The last stop on the tour is the U.S. Navy Memorial in Market Square, on the left side of Pennsylvania Avenue between 7th and 9th Streets. This was the traditional end of the tour that Fran Richardson gave, and I thought always a good place to stop because by now you are probably pretty tired or ready to eat or go on your own to do other things, or all three.

 

I like the memorial a lot because it is simple and straightforward, telling the story of the US Navy in a statue of a single sailor standing on a map of the world. With the waterfalls and flags all around, it seems to capture the spirit and reality of the navy. If you are interested in learning more about the navy and have time, you can check out the Naval Heritage Center behind the memorial.

 

What to do now? If you want to head out quickly home or to other points in Washington, you are at the Navy Memorial Metro Station.

 

However, you are centrally located to do lots of things in DC. Things to see and do, as well as places to eat in the area include:

 

Right across from you on Pennsylvania Avenue is the National Archives, which houses the Charters of Freedom: the Constitution, Bill of Rights and Declaration of Independence.

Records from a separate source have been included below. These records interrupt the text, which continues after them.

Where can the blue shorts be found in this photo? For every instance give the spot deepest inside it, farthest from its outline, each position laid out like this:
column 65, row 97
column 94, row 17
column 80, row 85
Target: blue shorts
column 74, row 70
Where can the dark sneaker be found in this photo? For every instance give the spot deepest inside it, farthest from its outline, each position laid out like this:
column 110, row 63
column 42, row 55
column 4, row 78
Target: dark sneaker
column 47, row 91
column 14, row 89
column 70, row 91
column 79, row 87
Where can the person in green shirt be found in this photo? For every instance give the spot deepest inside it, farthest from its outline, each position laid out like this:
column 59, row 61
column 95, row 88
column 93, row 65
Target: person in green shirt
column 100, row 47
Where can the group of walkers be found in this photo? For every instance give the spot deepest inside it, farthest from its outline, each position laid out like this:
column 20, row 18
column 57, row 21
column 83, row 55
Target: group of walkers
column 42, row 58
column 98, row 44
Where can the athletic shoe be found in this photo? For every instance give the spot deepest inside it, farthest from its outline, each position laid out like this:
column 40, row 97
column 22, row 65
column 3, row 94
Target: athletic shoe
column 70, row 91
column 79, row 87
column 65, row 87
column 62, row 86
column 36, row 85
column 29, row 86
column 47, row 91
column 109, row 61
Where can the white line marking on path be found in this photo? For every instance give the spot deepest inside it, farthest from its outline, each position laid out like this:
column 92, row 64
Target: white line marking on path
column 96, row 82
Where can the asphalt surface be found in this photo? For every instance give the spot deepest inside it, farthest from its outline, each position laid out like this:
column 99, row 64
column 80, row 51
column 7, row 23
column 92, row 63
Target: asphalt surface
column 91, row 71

Well worth seeing to remind you of the documents that set up the government we are studying this semester. And there is a cool mural in the rotunda with the documents that portrays all the Founding Fathers. You can also sign up to do research at the Archives. Along with the Library of Congress, the Archives would be a great place for research which could put you in touch with original documents and primary sources (professors love that in papers that students write …).

 

Or, from the Navy Memorial, continue up Penn Avenue to 6th Street and turn right and you will see the National Gallery of Art. One of the world’s great museums, this is Washington’s equivalent of Paris’ Louvre and Madrid’s Prado. It houses a phenomenal collection of art from classical to modern, all in two buildings: the original West Building which has the mostly classical stuff and the more contemporary East Building with its collection of moderns.

 

The National Gallery of Art also has one of the better food courts on the Mall, in the Cascade Café which is underground between the two buildings.

 

The National Gallery of Art is on the Mall, which has most of the museums of the Smithsonian complex, so from here you can continue on for more great museum-going.

 

If art or museums are not your thing just now, you can have a burger at the Hard Rock Café (from the Navy Memorial, go back up Penn Avenue to 9th,, hang a right and go up to E Street). Afterwards, make sure and see Ford’s Theater, the place where Lincoln was assassinated, which is just a block away on 10th Street between E and F.

 

Or, after Hard Rock, if you are in the mood for art, you could check out the great National Portrait Gallery with its wonderful portraits of the presidents and other famous Americans, on F Street between 7th and 9th Streets.

 

Further along Penn Avenue from the Navy Memorial is of course the Capitol Building. We will see lots of it during the semester, mostly the inside. Weather permitting, I will do a Capitol Exterior Tour that will take in the sights of what has been called the “most beautiful building in the world” and its equally beautiful grounds … with its surprisingly numerous statuary of persons from one familiar state in the United States.